The human body is like a half-crazy girlfriend. When a germ comes along, no matter how seemingly innocuous, the body cracks open its battery of aches and slime and temperature extremes and launches into an opera of prolonged misery that makes Wagner look like Fun with Dick and Jane. This was the story of my household last week. Each of us in turn was laid low by his body’s reaction to a microbe that’s wandered the city all month. On my children’s spring break, no less. Yet with faith and determination, as a family, we survived our collective anatomical neurosis to face this week renewed.

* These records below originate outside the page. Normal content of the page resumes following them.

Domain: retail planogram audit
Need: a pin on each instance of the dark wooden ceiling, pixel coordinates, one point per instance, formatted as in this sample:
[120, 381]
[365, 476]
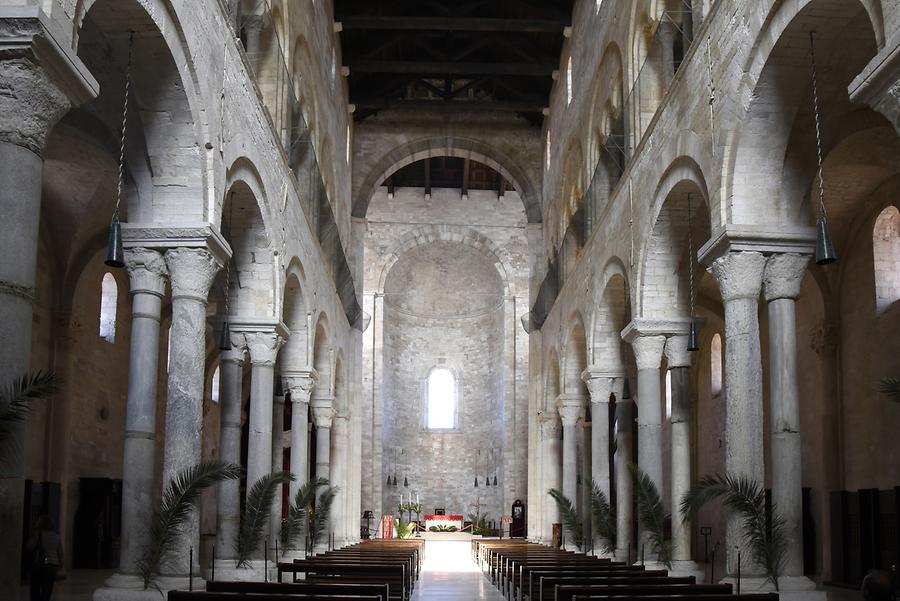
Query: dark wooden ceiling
[468, 55]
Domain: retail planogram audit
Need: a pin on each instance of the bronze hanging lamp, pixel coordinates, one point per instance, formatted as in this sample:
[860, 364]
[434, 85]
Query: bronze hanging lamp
[825, 253]
[693, 338]
[115, 254]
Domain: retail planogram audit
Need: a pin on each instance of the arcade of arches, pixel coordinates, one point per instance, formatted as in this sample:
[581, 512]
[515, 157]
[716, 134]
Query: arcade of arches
[458, 252]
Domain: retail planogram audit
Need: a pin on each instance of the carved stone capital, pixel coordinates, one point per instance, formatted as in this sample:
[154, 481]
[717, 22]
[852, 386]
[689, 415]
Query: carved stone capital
[300, 384]
[550, 425]
[648, 351]
[739, 274]
[322, 416]
[677, 354]
[571, 409]
[263, 347]
[783, 275]
[235, 356]
[192, 271]
[42, 78]
[147, 271]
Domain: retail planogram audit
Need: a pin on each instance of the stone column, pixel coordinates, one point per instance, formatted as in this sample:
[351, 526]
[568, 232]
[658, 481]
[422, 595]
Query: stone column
[739, 275]
[648, 354]
[600, 385]
[679, 364]
[323, 415]
[41, 79]
[229, 497]
[339, 478]
[263, 348]
[300, 384]
[192, 271]
[277, 466]
[624, 486]
[147, 274]
[783, 277]
[551, 429]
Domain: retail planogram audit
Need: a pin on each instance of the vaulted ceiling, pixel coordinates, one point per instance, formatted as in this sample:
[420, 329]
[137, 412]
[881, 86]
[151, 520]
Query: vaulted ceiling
[468, 55]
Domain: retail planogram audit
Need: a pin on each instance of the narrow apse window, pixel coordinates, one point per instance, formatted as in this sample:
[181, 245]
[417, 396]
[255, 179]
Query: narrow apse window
[715, 366]
[109, 298]
[214, 386]
[441, 401]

So yeah, um, that’s why I didn’t post any comics last week.

As a consolation to you, Dearest Reader, for my dearth of output, every day this week I’ll be pointing you toward a series of webcomics that (a) have art that intrigues me and (b) you may not have heard of.

It’s probably cheating to start the week with The Abominable Charles Christopher, for two reasons. Firstly, you may have heard of it. The comic is featured in the top-notch Transmission-X lineup. Secondly it’s made by Karl Kerschl, a professional artist who’s drawn Superman and Teen Titans comic books and other really-real publications. But who says webcomics must rise from the unclean wilderness, from struggling nobodies like me? Besides, we all like to pick a guaranteed winner on occasion.

The Abominable Charles Christopher takes us to an affable forest community of birds and bees and furry critters. In fact every animal talks and socializes and parties as if the woods were a small-town American neighborhood. Every animal, that is, except the silent, humanoid pile of fur that sucks on a pacifier and lends its (presumed) name to the comic. At present this innocent monstrosity is laboring up a nearby snowy mountainside. He was placed there by cosmic forces on a pseudo-spiritual quest for the wind. Sounds deep and symbolic, doesn’t it? But the strip’s not really like that. It’s a slick, delightful sweetmeat of a milieu with webcomic lucidness, Disney-esque pathos and naturalistic, ink wash artwork (digitally rendered, I presume) that nails the just-before-twilight mood.

As always, I recommend you start at the beginning. The Abominable Charles Christopher is a breezy read that won’t disappoint.

December 7, 2007

Bone Thrown

Filed under: Webcomics — Austen @ 10:37 am

I’m a bit late posting the strip today. To appease those of you currently chewing the corners of your LCDs with riotous impatience, allow me to direct your tear-chapped eyeballs to a webcomic called We The Robots. It’s a flaky little morsel of tart cynicism by an animator and card-maker named Chris Harding. It presently tops my own “chewing the LCD till it’s updated” list. Enjoy it with a hot drink or a cold, bitter draught.